Non-steroidal anti-inflammatory drugs (NSAIDs) cause damage in the small intestine in a bacteria-dependent manner. As high-fat diet (HFD) is a potent inducer of gut dysbiosis, we investigated the effects of HFD on bacterial flora in the small intestine and NSAID-induced enteropathy. 16S rRNA gene analysis revealed that the population of Bifidobacterium spp. significantly decreased by fold change of individual operational taxonomic units in the small intestine of mice fed HFD for 8 weeks. HFD increased intestinal permeability, as indicated by fluorescein isothiocyanate-dextran absorption and serum lipopolysaccharide levels, accompanied by a decrease in the protein expressions of ZO-1 and occludin and elevated mRNA expression of interleukin (IL)-17A in the small intestine.

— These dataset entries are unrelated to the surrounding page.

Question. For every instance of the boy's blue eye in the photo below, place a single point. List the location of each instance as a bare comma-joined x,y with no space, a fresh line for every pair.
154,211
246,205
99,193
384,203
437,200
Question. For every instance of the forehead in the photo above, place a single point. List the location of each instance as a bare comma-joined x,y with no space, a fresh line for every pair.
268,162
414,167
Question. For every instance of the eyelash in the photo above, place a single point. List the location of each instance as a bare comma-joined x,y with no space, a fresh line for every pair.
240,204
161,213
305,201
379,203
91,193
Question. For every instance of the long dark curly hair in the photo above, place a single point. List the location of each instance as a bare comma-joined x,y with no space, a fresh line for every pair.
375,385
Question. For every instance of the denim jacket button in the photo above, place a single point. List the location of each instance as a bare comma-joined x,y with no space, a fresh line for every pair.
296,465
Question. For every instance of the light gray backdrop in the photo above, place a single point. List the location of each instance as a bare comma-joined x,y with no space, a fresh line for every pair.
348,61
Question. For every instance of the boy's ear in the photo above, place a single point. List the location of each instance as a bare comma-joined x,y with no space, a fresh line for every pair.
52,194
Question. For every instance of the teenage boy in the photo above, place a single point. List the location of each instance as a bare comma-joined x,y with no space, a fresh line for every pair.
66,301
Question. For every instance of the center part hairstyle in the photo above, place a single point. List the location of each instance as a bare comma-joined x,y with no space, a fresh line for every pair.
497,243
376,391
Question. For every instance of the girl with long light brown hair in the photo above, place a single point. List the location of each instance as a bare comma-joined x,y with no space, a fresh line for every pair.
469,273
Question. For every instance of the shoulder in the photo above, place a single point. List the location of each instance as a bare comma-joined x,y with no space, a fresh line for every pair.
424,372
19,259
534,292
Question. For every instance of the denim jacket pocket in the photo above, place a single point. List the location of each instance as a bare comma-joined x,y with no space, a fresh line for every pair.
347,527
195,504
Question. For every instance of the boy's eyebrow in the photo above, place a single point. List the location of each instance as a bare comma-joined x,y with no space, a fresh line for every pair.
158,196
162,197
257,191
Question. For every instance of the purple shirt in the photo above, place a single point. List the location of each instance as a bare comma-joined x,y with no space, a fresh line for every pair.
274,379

HFD-fed mice exhibited increased susceptibility to indomethacin-induced damage in the small intestine; this phenotype was observed in normal diet-fed mice that received small intestinal microbiota from HFD-fed mice. Administration of neutralizing antibodies against IL-17A to HFD-fed mice reduced intestinal permeability and prevented exacerbation of indomethacin-induced damage. Thus, HFD-induced microbial dysbiosis in small intestine caused microinflammation through the induction of IL-17A and increase in intestinal permeability, resulting in the aggravation of NSAID-induced small intestinal damage.